Hagel makes first Afghan trip as defense chief
KABUL (Reuters) - Chuck Hagel arrived in Afghanistan on Friday for his first trip abroad as defense secretary, seeking to make his own assessment of America's longest war as it enters its final stretch.
Hagel said he would meet U.S. commanders and troops, and hold talks with Afghan President Hamid Karzai, whose recent orders to curtail U.S. military activity underscore an often tense relationship with the 66,000 American forces there.
Hagel praised the sacrifices of American troops in Afghanistan.

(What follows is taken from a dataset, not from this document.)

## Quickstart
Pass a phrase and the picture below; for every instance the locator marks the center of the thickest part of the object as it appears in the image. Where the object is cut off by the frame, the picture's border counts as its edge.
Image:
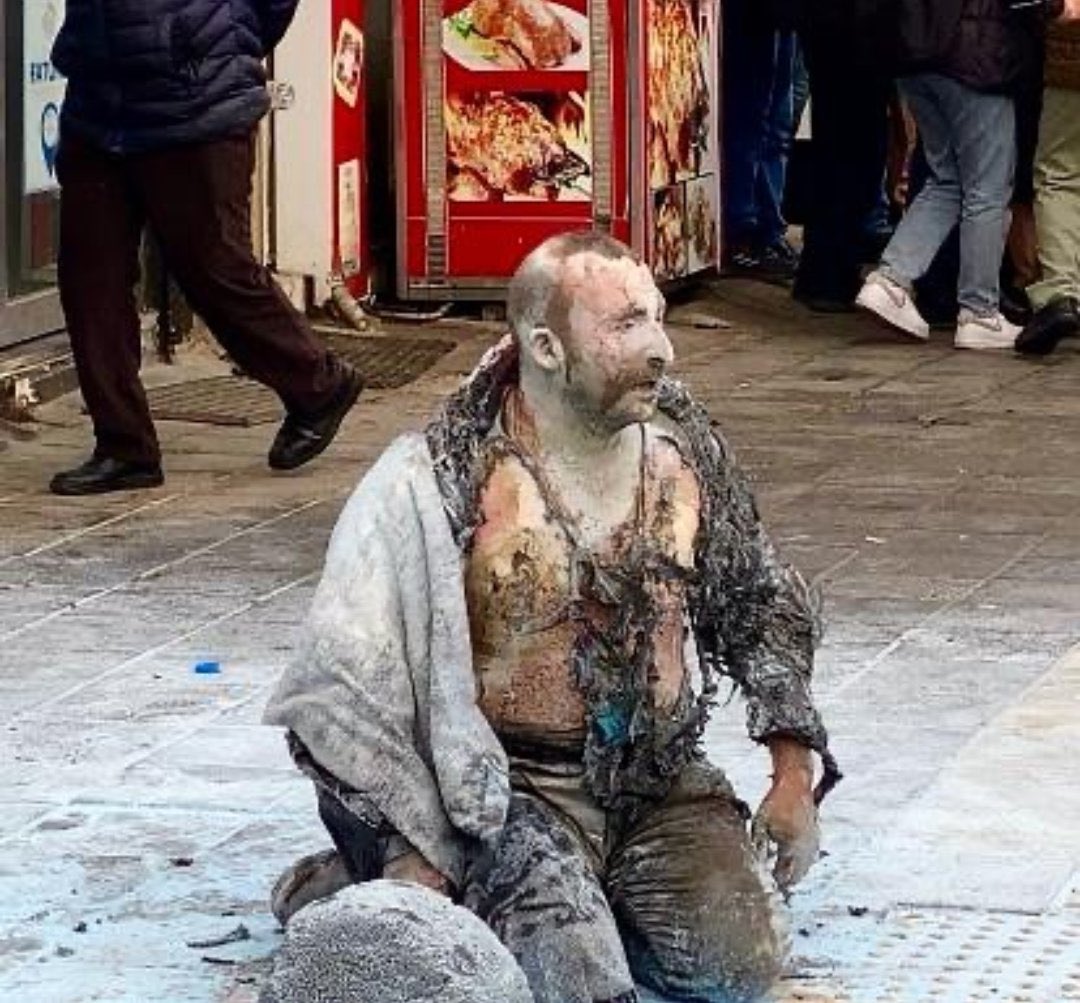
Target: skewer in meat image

"As I begin my time as secretary of defense, I look forward to hearing from you, seeing this war from your vantage point and working to make sure you get what you need to finish the fight and come home safe," he said.
Hagel said it was his first trip to Afghanistan since a mid-2008 visit with then-Senator Barack Obama during Obama's campaign for the presidency. Obama, a Democrat, forged a close bond with Hagel, a Republican, and remarked later that summer that the two agreed on almost "every item" of foreign policy.

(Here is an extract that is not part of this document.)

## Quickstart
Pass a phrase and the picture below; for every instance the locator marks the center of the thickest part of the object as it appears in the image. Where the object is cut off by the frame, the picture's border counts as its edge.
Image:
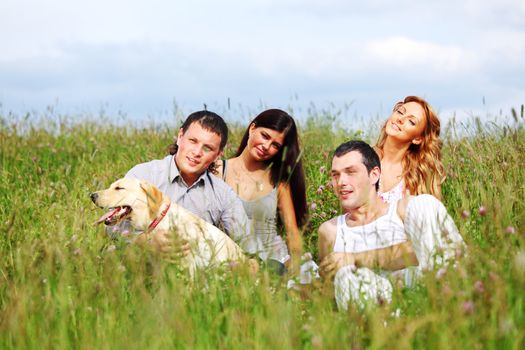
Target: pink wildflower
(468, 307)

That included the Iraq war. Hagel was an early Republican critic of the Iraq war, angering party allies in the Senate. They fiercely opposed his nomination to become Obama's defense chief but lacked the votes to stop it.
Hagel was confirmed on February 26 and was sworn into office the next day.
Hagel's advice may help shape some of Obama's most lasting decisions in Afghanistan, notably how large a residual mission to keep there once NATO wraps up its combat mission at the end of next year and the vast majority of foreign forces go home.
"I need to better understand what's going on," Hagel told reporters as he flew to Kabul on the unannounced visit, adding his goal was to "make my own assessment and listen to our commanders".
On Tuesday, the outgoing head of the U.S. military's Central Command, General James Mattis, disclosed that he recommended keeping 13,600 American troops in Afghanistan - above the range of troop levels U.S. officials have said were being considered by the White House and discussed by NATO defense chiefs last month.
"I think it is important, General Mattis - all of our commanders - have an opportunity for their input. The president wants that, needs that, welcomes that," Hagel said, without disclosing his own thinking. He said Obama had not made a final decision.
Obama last month announced the withdrawal of 34,000 American troops - about half the total - by early next year. Officials also have outlined the expected pace of the withdrawal through next April.
Hagel, a decorated Vietnam veteran with shrapnel wounds in his chest, played down links between Vietnam and the grinding, counter-insurgency battle in Afghanistan. Despite 11 years of fighting and significant gains in Afghanistan, the Taliban remains resilient and enjoys safe havens across the border in Pakistan.
"As to the parallels to Vietnam, there are always parallels to any war," Hagel said.
Talking in broad terms about the end of the U.S. combat mission, Hagel remarked at one point to reporters: "It was never the intention of the United States to stay in Afghanistan indefinitely."
He added that did not mean the residual U.S. force after 2014, whatever size that would be, was not also significant - pointing to lasting U.S. military contingents in Europe, South Korea and Japan. But the role of the U.S. mission would change as Afghans take charge of their security.
"If you look at the role that we've had for the past 12 years as the lead combatant in Afghanistan, that's a totally different role than what we're transitioning into," Hagel said.
Asked about how the war would end, Hagel said: "I think we are transitioning in a way that gives the Afghan people a very hopeful future."
Hagel's visit to Kabul comes after Karzai has taken steps to limit U.S. military activities. On February 13, a NATO air strike requested by Afghan forces killed 10 people - including five children and four women - in the eastern province of Kunar, prompting Karzai to ban his troops from requesting foreign air strikes.
Two weeks later he halted all special forces operations in the central province of Wardak after a series of allegations involving U.S. special forces soldiers and Afghan men said to be working with them.
Asked whether limits on U.S. operations would be discussed with Karzai, Hagel said: "I look forward to talking with the president about many issues. And that, certainly, I'm sure will be one of them."
Hagel, in his message to troops, said he believed putting Afghans in full control of their country's security by the end of next year was a "clear and achievable" goal.
"We are still at war, and many of you will continue to experience the ugly reality of combat and the heat of battle."